The city’s black population is up in arms this week over what some have called the “despicable” performance of actor Ben Vereen at President Reagan’s inauguration festivities.

Vereen, the popular actor who perhaps gained the nations respect for his performance of “Chicken George” in the epic television drama, “Roots,” enraged blacks with his impersonation of Bert Williams, the mythic black comedian of the 30s who wore blackface in his climb to heights of his Broadway career.

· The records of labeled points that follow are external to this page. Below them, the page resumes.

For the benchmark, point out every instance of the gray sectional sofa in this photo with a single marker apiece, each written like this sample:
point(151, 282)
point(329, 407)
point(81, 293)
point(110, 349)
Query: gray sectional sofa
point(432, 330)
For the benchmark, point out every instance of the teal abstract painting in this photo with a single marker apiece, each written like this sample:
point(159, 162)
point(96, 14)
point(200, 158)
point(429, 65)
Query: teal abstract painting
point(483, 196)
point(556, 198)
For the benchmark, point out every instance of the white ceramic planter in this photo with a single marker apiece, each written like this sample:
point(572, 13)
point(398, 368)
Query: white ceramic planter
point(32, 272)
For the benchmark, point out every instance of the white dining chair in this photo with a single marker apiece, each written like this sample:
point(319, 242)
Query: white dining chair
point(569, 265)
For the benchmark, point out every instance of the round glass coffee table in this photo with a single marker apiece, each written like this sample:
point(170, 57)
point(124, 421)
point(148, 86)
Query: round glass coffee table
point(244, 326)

In its entirety, Vereen’s impersonation is quite outstanding, as he first performs as Williams must have done in his era, but finishes the act with the legendary actor leaving his act and the stage in disgust, determined not to perform within the narrowly defined limits posed for black actors of that day which kept them duty bound and in their places, so to speak, for digestion and acceptance by white audiences.

At the inauguration, however, Vereen cut his act short, leaving out resolution of the problem of being told how and what to perform. Vereen’s act was no more than a re-creation of the blackface routines that blacks were forced to perform in order to survive.

The AFRO was flooded with calls the following day, from angry citizens and politicians who labeled the act “disgusting,” and demanding to know why such an act had been allowed to be. Delegate Troy Brailey called the act a “setback” to the gains made by black performers over time. And in an angry letter to the new president, Delegate Frank Conaway expressed “surprise and disgust” for the performance.

Conaway, in his letter to President Reagan, said that Vereen’s opening remarks were “not only an insult but also salt to the wounds of black citizens.” Demanding an apology from the president, Conaway called Vereen’s introductory remarks “stupid” in which he called segregation a blank innocuous historical event.

Conaway then asked the president if “this kind of blatant or blunder foolishness” is the type of sensitivity the public is to expect from the new administration. In a clearly warning tone, Conaway stated that if so, the new president could “forget forever about the black vote of the land.”

Upon receiving the calls of protest about Vereen’s act, the AFRO made repeated attempts to reach spokespersons from the Regan Inauguration Committee and Vereen himself. Inauguration committee members, however, were unwilling to discuss the performance, and the agent for Mr. Vereen was unavailable for comment.

One woman, who preferred to remain unnamed, said that the performance was “out of place.” “I am a white woman,” she said, “and I was embarrassed for my race when I saw that act. I don’t think the new president showed much sensitivity… and neither do I think Ben Vereen showed much common sense or pride in his performance.”